Michael Dunkley, added the Government had revealed few details on how it planned to beat the scourge of gangs.
He said that Renee Ming, the Minister of National Security, discussed the subject in the House of Assembly last Friday, but her speech was a “vague rehash” of earlier statements.
Mr Dunkley asked: “How many more young people will lose their lives to gang violence before significant, meaningful plans can be put into place?
“We did learn that Pastor Leroy Bean and others are still employed, but little was gleaned about the success of any work they have done."
Mr Dunkley said Ms Ming gave a “shortlist” without any details about how effective the programmes had been when she was asked about programmes in schools to help youngsters at medium to high risk of becoming embroiled in gangs.
He added: “Gun and gang violence has rocked our community, torn families apart and ruined many lives.
“It is not acceptable that our focus on this scourge is only reactionary after each incident.
“Instead, the consistent efforts being made to reduce and combat the impact of gangs on the island should be highlighted.”
Mr Dunkley agreed with Ms Ming’s view that the island could not “police its way out of the problem”.
But he insisted that the police played an important role and had to work with reduced budgets, a backlogged court system and “strained” probation services.
Mr Dunkley said: “Support and focus in these areas in combination with gang violence programmes is the only way forward.
“Any weak link in one area allows this problem to fester and grow. We can do better.”
Ms Ming highlighted the work of the Gang Violence Reduction Team, led by Mr Bean, which she said had launched several programmes to tackle the problem.
She said: “Most recently, the Redemption Farm programme has provided 15 men with a 30 week work placement and ten out 15 trainees have now transitioned into full-time or part-time employment or into education pursuits.

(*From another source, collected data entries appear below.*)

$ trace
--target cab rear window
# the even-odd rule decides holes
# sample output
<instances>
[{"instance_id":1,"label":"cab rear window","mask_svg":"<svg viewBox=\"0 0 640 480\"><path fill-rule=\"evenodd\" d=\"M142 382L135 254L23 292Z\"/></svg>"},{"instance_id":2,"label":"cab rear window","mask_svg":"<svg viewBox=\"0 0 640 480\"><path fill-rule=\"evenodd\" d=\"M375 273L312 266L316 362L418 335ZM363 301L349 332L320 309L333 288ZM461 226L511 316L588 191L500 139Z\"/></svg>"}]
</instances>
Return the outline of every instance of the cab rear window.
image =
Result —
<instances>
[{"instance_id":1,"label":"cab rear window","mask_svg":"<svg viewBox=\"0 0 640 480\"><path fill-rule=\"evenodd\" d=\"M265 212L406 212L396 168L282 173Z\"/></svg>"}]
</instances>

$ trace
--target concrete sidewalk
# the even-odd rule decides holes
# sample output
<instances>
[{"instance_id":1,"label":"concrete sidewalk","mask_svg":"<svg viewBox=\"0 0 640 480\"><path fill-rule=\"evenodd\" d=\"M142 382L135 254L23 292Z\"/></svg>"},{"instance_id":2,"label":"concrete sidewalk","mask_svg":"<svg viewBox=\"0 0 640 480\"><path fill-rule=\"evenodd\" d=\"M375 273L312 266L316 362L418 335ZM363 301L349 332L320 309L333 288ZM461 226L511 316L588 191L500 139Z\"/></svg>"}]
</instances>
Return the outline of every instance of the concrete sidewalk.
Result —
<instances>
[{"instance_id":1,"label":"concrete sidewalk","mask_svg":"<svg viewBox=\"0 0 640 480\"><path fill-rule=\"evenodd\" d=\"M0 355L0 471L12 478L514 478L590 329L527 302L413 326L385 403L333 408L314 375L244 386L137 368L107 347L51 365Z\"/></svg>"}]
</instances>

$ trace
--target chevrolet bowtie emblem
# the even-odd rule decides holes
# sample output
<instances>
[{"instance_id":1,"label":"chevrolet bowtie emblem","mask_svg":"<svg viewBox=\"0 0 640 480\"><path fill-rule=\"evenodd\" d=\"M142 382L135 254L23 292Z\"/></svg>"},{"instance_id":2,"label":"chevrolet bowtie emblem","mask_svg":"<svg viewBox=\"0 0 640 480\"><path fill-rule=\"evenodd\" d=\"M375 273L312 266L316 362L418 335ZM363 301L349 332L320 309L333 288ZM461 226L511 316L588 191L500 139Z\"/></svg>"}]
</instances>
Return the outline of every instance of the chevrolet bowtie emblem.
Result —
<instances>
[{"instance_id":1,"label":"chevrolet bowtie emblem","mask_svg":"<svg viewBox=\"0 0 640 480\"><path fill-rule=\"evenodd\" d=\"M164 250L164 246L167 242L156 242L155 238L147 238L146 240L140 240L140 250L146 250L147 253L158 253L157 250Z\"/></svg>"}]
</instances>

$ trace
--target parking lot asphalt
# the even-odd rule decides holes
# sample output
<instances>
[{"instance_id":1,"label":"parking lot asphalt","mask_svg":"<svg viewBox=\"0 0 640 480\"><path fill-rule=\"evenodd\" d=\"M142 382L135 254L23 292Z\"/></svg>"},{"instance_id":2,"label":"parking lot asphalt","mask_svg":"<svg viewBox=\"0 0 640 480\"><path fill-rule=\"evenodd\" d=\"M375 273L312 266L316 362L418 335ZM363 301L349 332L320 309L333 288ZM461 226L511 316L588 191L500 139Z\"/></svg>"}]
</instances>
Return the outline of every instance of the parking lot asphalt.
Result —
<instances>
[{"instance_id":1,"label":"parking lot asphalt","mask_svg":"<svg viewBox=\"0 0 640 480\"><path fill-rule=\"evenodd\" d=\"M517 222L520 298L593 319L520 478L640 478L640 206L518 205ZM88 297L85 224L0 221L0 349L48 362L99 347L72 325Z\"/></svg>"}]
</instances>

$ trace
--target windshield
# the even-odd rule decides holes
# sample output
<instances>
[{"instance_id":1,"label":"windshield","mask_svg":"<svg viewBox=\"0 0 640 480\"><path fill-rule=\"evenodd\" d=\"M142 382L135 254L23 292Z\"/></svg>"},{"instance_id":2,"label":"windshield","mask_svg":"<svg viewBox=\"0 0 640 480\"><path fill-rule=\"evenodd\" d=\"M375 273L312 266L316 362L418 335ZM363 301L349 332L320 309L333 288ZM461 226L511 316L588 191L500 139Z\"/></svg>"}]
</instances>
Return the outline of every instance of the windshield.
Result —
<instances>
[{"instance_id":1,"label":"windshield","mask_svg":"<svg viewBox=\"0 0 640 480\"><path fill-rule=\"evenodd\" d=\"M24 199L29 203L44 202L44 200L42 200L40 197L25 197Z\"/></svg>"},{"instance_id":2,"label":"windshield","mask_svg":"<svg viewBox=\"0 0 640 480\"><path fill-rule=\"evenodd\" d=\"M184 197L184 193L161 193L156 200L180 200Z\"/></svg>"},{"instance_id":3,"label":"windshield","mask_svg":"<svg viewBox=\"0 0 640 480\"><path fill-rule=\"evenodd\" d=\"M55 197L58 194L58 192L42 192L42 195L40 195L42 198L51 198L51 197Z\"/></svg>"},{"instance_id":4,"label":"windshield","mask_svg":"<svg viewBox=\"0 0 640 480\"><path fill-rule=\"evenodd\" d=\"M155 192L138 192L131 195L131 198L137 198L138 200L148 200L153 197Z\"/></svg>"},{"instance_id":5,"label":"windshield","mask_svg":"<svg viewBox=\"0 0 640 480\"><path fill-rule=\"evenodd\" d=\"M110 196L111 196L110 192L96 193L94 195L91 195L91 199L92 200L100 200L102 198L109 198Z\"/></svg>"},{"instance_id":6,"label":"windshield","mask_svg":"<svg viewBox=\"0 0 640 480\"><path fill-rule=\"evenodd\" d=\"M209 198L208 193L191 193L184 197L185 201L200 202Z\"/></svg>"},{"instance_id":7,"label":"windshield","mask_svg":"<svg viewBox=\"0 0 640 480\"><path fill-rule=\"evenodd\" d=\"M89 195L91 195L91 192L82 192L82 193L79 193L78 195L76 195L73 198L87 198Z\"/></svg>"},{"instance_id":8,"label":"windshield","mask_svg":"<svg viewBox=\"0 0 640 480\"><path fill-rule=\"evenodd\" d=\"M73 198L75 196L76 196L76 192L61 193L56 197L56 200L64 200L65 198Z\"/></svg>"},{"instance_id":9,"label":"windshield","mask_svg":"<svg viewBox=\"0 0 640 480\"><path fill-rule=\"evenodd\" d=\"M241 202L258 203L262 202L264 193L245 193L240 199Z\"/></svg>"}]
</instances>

“The GVRT administers programmes within every level of our public school system that provide pro-social networks for students at medium to high risk for antisocial behaviour.
“Over the course of the summer, the GVRT partnered with local companies to provide mentorships and internships to students involved in these programmes.
“The primary objective is to encourage a transition away from antisocial behaviour into a life of meaningful work.”
Ms Ming added her ministry would work with charities and businesses to offer extra services and opportunities for young people, including counselling, mentoring, employment opportunities and career guidance.
She said: “There is no one size fits all and each at risk youth will be assessed to match the right services and programs to meet their needs.
“We must work to rebuild the sense of community that has eroded in recent years.”